Tags: #Intriga, Relato

Dame la mano (18 page)

Leslie tragó saliva.

—Es usted quien me ha pedido que pasara por alto la cortesía, señor Tanner.

—Sí. Para que de ese modo pudiera comprenderme mejor.

Leslie estaba furiosa, aunque no sabía exactamente por qué. Se sentía como si Tanner la hubiera reprendido, como si la hubiera tratado igual que a una colegiala, pero al mismo tiempo era consciente de que tenía razón. Tanto Fiona como ella misma se estaban entrometiendo en algo que no les incumbía. Trataban a Gwen como si fuera una chiquilla y a Dave como a un estafador matrimonial. Y con ello, hasta el momento solo habían conseguido crear confusión y desdicha: Dave se había marchado antes de que acabara la celebración de su compromiso, Gwen se había quedado en casa llorando a moco tendido y a Fiona se la había tragado la tierra.

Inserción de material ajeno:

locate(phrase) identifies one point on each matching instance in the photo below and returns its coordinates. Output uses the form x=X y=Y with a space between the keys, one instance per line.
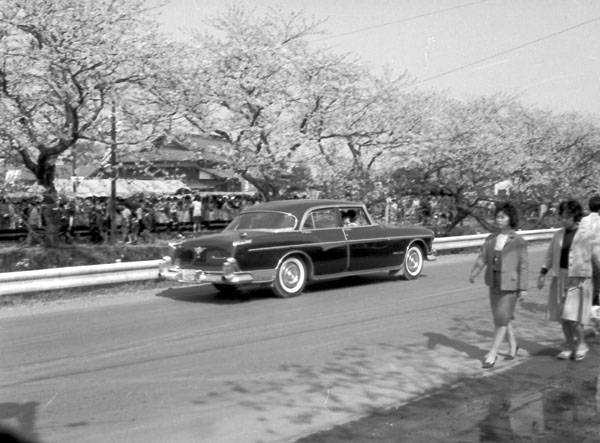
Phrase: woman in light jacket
x=504 y=258
x=569 y=258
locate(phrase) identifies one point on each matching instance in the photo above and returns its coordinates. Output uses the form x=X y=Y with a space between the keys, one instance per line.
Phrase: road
x=182 y=364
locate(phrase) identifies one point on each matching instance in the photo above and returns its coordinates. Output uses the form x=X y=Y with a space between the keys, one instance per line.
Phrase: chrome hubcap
x=413 y=261
x=290 y=275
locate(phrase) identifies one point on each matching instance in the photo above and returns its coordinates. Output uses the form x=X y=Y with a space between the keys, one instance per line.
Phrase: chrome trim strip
x=353 y=273
x=341 y=242
x=257 y=276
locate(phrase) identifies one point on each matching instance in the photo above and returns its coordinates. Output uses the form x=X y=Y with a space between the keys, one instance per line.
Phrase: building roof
x=193 y=149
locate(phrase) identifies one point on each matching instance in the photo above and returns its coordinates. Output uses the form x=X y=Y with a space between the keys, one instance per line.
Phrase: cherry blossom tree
x=66 y=66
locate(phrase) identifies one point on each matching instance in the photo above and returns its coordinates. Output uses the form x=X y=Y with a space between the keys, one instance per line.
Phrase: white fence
x=21 y=282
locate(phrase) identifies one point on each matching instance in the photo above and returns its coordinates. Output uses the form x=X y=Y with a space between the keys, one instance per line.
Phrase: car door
x=369 y=247
x=328 y=249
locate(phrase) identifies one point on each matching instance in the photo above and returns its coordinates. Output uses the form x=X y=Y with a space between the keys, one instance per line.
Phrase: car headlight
x=230 y=267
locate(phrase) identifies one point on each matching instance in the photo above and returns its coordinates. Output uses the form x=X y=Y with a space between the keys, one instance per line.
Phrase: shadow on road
x=208 y=294
x=542 y=399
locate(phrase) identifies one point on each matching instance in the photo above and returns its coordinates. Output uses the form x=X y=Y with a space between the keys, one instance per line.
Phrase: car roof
x=299 y=206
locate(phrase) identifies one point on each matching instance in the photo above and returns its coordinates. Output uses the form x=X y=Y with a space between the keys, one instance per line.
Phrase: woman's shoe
x=487 y=364
x=512 y=356
x=581 y=353
x=565 y=354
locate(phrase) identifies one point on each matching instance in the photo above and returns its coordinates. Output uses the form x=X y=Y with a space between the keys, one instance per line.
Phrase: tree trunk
x=45 y=173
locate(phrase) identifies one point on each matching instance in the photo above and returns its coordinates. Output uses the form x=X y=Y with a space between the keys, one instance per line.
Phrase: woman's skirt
x=569 y=299
x=503 y=305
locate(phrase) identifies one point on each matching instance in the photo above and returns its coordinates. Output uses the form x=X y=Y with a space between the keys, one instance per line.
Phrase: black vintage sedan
x=285 y=244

El balance global de ese fin de semana era bastante desolador.

Al pensar en Fiona, Leslie se dio cuenta de que debía volver al problema realmente urgente. Vació enseguida su taza de café, en cuyo fondo había quedado un montoncito de azúcar mezclado con leche en polvo que no se había disuelto, y se levantó.

—No pretendía ofenderle —dijo—. Y le agradezco el café. Pero será mejor que me ponga a buscar a mi abuela de nuevo. Me temo que si esta noche no ha vuelto a casa tendré que ir a la policía a denunciar su desaparición.

Dave también se levantó.

—No es mala idea —dijo—, aunque tal vez ya la esté esperando allí.

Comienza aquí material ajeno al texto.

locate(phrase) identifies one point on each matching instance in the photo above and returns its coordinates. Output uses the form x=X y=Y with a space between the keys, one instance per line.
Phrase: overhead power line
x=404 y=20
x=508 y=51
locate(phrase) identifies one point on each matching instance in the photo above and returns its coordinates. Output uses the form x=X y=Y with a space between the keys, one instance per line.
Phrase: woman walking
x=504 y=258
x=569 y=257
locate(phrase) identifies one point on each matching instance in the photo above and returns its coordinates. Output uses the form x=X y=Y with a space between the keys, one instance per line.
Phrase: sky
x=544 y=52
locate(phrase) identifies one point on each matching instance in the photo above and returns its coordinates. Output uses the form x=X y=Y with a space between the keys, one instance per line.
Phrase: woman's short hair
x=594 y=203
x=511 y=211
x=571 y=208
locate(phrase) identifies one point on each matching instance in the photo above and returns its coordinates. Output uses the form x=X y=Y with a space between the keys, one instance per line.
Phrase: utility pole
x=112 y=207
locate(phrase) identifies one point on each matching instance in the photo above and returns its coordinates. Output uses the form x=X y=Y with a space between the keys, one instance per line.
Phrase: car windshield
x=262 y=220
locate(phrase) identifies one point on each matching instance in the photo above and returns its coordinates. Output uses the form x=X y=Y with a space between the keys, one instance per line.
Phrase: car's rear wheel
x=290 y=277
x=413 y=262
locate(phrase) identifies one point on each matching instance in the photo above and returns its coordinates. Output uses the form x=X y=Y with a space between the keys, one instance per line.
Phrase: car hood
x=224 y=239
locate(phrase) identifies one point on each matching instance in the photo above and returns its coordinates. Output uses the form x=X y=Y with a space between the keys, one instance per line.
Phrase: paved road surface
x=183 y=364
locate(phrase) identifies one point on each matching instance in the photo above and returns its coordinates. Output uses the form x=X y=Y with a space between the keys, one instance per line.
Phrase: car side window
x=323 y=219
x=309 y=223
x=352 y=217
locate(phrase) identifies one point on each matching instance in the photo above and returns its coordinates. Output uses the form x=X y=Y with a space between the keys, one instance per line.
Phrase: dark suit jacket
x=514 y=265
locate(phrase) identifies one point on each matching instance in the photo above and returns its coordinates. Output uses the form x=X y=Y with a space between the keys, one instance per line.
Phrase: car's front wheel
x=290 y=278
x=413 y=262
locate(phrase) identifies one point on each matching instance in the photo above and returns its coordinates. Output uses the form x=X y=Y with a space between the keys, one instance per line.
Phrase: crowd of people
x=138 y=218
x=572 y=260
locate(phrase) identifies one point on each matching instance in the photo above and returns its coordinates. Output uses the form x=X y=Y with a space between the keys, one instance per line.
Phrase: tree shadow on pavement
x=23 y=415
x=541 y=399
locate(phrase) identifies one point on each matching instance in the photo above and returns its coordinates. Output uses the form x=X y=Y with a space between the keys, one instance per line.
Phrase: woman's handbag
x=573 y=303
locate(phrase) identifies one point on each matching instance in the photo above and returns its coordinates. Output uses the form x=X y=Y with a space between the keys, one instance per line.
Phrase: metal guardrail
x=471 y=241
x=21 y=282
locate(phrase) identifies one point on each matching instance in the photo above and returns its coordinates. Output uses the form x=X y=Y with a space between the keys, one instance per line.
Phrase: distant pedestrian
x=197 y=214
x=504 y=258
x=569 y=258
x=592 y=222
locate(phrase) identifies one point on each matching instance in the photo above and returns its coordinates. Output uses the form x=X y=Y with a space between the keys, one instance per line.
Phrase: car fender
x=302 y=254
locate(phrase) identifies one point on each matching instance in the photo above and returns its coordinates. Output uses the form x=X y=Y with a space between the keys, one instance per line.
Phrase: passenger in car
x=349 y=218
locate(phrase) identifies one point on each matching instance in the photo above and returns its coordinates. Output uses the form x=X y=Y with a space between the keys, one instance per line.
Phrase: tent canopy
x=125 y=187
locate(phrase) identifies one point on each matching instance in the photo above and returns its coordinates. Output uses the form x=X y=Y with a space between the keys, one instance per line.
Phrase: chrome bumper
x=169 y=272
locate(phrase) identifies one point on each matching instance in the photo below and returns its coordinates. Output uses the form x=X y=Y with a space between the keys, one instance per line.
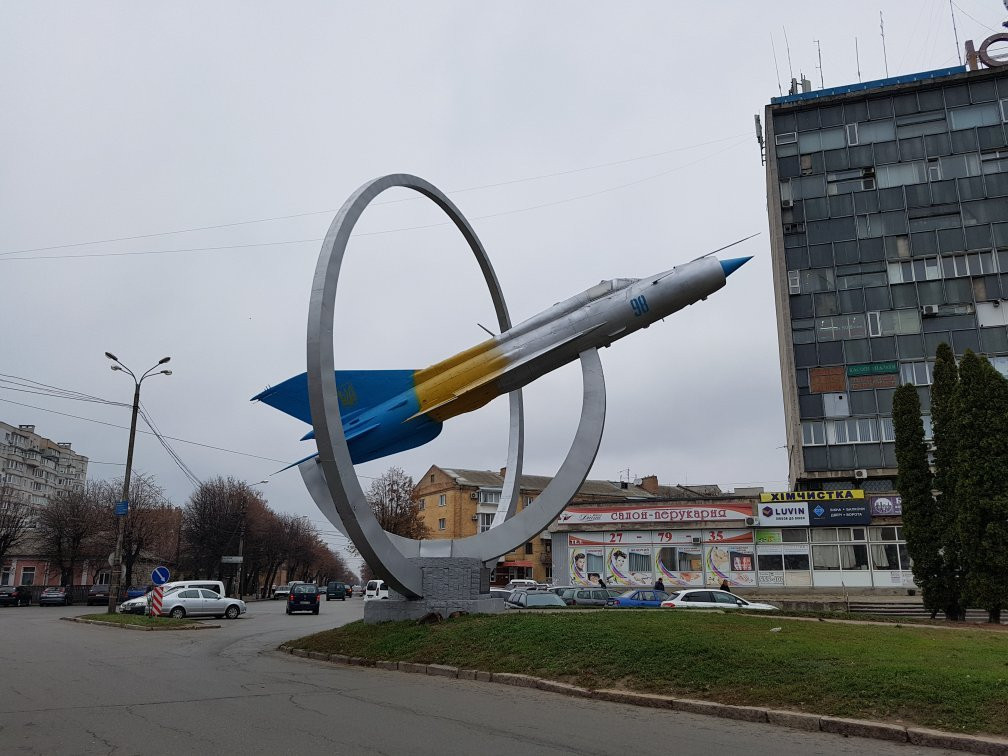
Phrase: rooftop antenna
x=884 y=57
x=774 y=50
x=955 y=31
x=820 y=48
x=787 y=46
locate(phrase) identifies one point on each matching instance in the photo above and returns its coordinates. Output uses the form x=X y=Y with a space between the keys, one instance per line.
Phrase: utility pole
x=117 y=567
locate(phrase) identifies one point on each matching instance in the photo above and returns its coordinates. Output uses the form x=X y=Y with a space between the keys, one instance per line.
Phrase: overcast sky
x=583 y=140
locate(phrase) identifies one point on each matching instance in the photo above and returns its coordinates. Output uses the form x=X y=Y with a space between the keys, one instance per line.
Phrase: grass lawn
x=955 y=680
x=137 y=619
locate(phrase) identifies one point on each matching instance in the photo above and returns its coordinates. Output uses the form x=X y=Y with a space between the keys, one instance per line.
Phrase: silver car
x=199 y=602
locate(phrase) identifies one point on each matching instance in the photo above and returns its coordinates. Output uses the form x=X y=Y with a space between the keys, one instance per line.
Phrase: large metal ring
x=331 y=478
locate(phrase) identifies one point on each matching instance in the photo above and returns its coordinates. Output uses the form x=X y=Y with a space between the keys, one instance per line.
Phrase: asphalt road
x=72 y=688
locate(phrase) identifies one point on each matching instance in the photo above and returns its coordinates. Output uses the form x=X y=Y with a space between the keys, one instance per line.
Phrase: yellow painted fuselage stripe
x=441 y=382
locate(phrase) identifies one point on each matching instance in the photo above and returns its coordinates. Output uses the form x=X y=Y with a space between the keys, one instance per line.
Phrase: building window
x=486 y=520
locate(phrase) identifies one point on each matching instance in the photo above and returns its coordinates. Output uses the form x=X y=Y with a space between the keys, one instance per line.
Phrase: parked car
x=638 y=598
x=534 y=600
x=524 y=585
x=56 y=596
x=98 y=595
x=15 y=596
x=196 y=602
x=303 y=597
x=700 y=599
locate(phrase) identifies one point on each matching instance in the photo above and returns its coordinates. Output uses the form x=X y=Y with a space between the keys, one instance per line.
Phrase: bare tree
x=75 y=527
x=15 y=518
x=398 y=511
x=212 y=522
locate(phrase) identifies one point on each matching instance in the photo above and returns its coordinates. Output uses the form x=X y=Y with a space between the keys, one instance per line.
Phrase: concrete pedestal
x=450 y=585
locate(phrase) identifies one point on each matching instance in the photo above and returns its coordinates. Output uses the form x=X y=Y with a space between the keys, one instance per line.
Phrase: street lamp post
x=114 y=582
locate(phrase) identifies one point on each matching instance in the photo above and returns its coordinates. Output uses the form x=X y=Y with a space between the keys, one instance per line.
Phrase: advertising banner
x=886 y=506
x=734 y=562
x=833 y=513
x=794 y=513
x=785 y=497
x=630 y=567
x=657 y=513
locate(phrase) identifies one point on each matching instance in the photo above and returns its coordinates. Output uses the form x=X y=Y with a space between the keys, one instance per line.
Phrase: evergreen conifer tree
x=982 y=484
x=920 y=516
x=945 y=416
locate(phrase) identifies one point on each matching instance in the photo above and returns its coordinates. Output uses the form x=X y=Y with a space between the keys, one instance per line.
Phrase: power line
x=496 y=184
x=382 y=232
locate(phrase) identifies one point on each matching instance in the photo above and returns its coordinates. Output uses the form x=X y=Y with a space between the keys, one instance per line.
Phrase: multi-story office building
x=36 y=468
x=888 y=208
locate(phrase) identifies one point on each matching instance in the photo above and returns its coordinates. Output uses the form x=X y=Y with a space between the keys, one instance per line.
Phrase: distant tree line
x=956 y=505
x=79 y=526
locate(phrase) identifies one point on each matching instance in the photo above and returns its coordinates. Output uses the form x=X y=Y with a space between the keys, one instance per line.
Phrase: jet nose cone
x=730 y=266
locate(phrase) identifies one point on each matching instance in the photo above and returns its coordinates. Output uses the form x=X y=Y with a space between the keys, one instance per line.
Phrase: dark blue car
x=644 y=597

Leslie lo ponía en duda. Bajó a tientas aquella oscura y empinada escalera y vio que la casera estaba en el pasillo, limpiando el marco de un espejo con un paño. Era evidente que había hecho cuanto había podido por cazar cada una de sus palabras.

¿Cómo puede soportar Dave todo esto?, pensó Leslie. Enseguida obtuvo la respuesta: es que no lo soporta más. Es un hombre profundamente infeliz.

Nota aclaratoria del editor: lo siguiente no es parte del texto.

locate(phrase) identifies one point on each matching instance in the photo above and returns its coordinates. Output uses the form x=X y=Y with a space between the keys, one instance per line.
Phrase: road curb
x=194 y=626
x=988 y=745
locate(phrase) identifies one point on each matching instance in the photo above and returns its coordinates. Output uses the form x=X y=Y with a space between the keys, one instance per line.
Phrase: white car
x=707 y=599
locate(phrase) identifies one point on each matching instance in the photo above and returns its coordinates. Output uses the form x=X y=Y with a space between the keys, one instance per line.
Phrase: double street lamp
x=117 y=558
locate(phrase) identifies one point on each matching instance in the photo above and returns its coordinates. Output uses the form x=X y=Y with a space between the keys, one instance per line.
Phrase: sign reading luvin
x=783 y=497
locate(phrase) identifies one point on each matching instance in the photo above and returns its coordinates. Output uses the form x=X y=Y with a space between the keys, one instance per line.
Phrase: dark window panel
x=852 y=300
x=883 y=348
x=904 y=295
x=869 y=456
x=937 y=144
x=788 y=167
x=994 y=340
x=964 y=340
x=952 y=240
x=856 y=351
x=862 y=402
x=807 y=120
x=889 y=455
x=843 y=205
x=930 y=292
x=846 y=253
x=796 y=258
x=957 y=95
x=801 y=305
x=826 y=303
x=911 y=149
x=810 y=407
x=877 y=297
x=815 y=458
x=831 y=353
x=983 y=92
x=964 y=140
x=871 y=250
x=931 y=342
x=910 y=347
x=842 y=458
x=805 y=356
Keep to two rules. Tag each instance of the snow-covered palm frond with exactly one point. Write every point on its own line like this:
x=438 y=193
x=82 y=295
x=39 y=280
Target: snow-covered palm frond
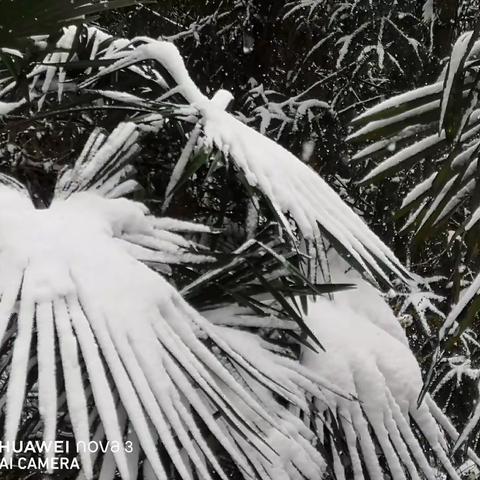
x=74 y=268
x=286 y=183
x=367 y=352
x=436 y=124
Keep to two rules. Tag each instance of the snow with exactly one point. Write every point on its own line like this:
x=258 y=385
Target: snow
x=398 y=100
x=457 y=58
x=87 y=284
x=372 y=360
x=8 y=107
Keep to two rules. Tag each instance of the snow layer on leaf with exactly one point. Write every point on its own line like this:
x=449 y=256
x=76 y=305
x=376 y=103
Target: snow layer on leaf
x=372 y=360
x=141 y=343
x=293 y=187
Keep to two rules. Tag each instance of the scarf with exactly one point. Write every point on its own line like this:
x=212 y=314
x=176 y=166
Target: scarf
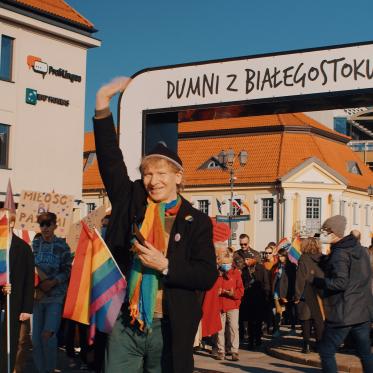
x=144 y=282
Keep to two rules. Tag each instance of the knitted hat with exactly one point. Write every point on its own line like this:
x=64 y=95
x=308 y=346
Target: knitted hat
x=162 y=151
x=336 y=224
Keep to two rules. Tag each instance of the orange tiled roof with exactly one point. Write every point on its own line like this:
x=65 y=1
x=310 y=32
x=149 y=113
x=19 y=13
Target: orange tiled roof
x=271 y=155
x=274 y=120
x=89 y=142
x=57 y=8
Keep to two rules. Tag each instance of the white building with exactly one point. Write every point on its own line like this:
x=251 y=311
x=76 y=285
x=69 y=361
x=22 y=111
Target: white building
x=42 y=88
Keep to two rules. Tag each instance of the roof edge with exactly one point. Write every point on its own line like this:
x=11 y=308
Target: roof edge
x=41 y=15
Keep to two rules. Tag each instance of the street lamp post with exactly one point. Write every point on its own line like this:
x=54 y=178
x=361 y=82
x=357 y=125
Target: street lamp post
x=226 y=159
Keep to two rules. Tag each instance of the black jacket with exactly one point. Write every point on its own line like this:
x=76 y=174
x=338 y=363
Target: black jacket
x=192 y=260
x=257 y=290
x=347 y=284
x=305 y=292
x=21 y=264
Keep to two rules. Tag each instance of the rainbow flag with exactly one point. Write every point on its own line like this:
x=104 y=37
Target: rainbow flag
x=97 y=287
x=4 y=247
x=283 y=244
x=294 y=251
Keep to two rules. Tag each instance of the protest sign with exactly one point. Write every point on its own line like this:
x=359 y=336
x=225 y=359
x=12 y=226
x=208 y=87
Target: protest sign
x=32 y=203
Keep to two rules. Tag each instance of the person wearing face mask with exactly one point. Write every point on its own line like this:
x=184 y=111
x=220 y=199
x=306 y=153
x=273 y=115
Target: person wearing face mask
x=21 y=290
x=347 y=295
x=255 y=300
x=230 y=291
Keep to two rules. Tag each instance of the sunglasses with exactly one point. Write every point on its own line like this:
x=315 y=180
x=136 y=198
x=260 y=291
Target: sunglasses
x=45 y=223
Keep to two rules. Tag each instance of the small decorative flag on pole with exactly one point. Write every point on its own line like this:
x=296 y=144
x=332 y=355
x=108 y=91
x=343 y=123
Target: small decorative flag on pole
x=9 y=201
x=4 y=247
x=218 y=205
x=294 y=252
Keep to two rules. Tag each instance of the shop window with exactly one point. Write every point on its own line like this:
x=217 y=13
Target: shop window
x=267 y=208
x=355 y=214
x=6 y=57
x=90 y=207
x=203 y=206
x=4 y=145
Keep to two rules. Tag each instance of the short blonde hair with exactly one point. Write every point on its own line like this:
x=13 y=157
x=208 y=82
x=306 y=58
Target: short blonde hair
x=151 y=161
x=310 y=245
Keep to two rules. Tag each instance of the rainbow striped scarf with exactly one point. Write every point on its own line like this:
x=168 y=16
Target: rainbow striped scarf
x=143 y=282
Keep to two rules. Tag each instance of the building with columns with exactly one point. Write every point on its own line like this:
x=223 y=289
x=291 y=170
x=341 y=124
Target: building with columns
x=299 y=172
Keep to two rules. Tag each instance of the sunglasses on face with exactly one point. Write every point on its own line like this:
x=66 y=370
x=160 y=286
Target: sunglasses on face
x=45 y=223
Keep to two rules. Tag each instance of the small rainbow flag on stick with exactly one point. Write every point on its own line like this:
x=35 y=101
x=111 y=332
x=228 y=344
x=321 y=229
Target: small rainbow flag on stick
x=4 y=247
x=97 y=287
x=294 y=252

Dave la acompañó hasta el coche.

—Hágame el favor de llamar a Gwen, se lo ruego —le dijo Leslie mientras entraba en el coche—. Ella no tiene nada que ver con lo que ocurrió ayer, pero no intento entrometerme más. Solo se lo pido porque soy amiga de Gwen.

—Ya veremos —dijo él con vaguedad.

Al marcharse, Leslie miró por el retrovisor y constató que él no la seguía con la mirada. Se había dado la vuelta y había entrado en la casa enseguida. Con un leve estremecimiento, Leslie pensó que dentro de esa triste habitación los domingos debían de hacerse muy largos y aburridos. No le gustaría estar en el lugar de Tanner.

El piso de Fiona estaba tan vacío como por la mañana. Tampoco había ni rastro de que entretanto hubiera pasado nadie por allí. Leslie tenía un hambre atroz. Sacó una hamburguesa del congelador y la metió en el microondas. Luego llamó a la granja de los Beckett para ver si había novedades, pero Chad solo pudo decirle que no sabían nada nuevo.

—Esperaré hasta las cinco —dijo Leslie— y luego llamaré a la policía.

—De acuerdo —dijo Chad.

Se sentó frente a la ventana del salón para comerse la hamburguesa y contempló la bahía bañada por el sol, la playa repleta de paseantes y de perros jugando frenéticamente, el puerto y la ciudad que quedaba por encima. Unos bocados después sintió un nudo en el estómago, a pesar de que pocos minutos antes había pensado que en cualquier momento podía desmayarse de hambre. El asomo de un presentimiento nefasto ganaba fuerza dentro de ella, tan solo esperaba que fuera fruto de los nervios y que cualquier temor demostrara ser infundado.

Tal vez Fiona, terca y enfurecida, había pagado por una habitación de hotel con la intención de tenerlos a todos en ascuas durante unas cuantas horas.

¿Sería capaz de hacerme algo así?, se preguntó Leslie.

Sabía cuál era la respuesta, porque conocía muy bien a la mujer que la había criado. A Fiona no le preocupaba en exceso el resto de la gente, incluida su nieta.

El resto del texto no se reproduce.